Boosting the numbers of women in technology jobs is a key goal of a New Zealand group which is celebrating its first year of existence.
Women in Technology (WIT), which this week held its first Christchurch meeting, wants to replicate for women the kind of networking their male colleagues do at the pub.
“Women don’t have a beer together at the end of the day,” says WIT founder Carol Lee Davidson, an Oracle Corp. employee who says she has sunk about NZ$50,000 (US$29,000) of her own money into the group.
“It’s about increasing the talent pool.”
The Christchurch meeting drew about 40 people, says WIT advisory board member Dominique Dowding, an “excellent” turnout representing a broad cross-section of the technology sector.
Dowding, a software developer, is anxious to reverse what she says is a decline in the number of women employed in the sector. The group hopes to do so by encouraging networking and providing career growth opportunities.
It also wants to get the message out to schools, and has applied for government funding to take a road show around the country promoting technology job openings for women.

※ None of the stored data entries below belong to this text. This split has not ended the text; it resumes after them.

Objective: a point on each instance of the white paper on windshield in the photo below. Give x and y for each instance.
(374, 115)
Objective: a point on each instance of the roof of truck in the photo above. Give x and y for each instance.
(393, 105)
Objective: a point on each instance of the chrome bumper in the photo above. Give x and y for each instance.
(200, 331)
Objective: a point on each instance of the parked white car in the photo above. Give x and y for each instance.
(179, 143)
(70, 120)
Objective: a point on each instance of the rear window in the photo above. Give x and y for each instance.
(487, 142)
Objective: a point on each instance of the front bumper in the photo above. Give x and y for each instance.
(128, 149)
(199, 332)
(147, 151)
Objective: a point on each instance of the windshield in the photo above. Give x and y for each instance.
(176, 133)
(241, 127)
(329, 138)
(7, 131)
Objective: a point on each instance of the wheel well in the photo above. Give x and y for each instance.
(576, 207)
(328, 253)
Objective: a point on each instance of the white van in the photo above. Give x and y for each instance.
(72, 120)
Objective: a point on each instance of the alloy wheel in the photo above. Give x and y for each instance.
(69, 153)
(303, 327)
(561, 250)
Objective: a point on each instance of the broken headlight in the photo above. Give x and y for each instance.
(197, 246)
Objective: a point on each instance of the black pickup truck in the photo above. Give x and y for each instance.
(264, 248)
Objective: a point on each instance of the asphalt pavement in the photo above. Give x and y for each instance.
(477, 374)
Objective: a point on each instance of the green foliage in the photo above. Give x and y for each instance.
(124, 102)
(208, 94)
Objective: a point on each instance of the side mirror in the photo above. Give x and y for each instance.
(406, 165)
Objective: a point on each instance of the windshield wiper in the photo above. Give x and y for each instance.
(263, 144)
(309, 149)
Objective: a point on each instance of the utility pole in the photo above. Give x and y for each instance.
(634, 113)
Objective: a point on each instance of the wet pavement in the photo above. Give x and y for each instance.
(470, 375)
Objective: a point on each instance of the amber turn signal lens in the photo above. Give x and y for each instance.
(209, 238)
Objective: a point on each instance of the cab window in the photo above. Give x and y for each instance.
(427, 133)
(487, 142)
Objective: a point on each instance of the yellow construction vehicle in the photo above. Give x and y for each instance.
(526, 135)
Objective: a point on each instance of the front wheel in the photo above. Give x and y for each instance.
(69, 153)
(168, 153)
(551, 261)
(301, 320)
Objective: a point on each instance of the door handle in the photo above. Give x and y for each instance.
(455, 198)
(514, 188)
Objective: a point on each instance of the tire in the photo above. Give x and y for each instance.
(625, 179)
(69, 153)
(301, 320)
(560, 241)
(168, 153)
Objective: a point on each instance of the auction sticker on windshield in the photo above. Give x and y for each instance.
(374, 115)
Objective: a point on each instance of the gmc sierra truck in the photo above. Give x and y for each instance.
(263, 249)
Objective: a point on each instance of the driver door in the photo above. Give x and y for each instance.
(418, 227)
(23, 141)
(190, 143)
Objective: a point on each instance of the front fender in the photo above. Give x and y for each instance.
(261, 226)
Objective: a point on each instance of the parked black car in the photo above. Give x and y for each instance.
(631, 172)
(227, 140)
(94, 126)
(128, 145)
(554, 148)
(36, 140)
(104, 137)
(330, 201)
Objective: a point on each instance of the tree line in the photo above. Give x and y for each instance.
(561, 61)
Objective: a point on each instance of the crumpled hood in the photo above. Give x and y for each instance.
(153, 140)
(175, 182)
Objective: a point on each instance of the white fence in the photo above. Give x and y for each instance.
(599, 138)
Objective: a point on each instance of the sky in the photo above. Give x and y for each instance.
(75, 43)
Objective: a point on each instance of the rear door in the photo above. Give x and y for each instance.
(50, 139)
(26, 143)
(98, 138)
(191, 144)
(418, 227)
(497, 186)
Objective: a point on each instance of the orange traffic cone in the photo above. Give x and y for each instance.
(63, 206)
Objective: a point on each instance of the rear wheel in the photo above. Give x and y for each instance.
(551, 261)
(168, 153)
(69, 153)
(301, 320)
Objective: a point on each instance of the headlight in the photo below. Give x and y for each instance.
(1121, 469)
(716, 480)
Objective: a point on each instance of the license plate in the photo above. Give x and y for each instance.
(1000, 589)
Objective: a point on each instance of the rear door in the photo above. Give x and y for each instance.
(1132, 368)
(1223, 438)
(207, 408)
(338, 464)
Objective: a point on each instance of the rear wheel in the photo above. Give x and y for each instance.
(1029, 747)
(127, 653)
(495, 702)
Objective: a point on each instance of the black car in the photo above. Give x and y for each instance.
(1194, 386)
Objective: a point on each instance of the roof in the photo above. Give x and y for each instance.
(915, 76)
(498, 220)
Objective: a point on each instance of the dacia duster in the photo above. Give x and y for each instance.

A just-completed survey by New Zealand’s Ministry of Economic Development shows a glimmer of hope for females wanting to work in IT as a well-paid professional. It finds that while women are overrepresented in relatively unskilled IT occupations such as data entry and less common than men in skilled and managerial IT jobs at all ages, 15 to 24-year-old females are well ahead of males in managerial roles. While the figures are tiny – less than 1 percent of the working population – in this area young women outrank young men by about a factor of 10.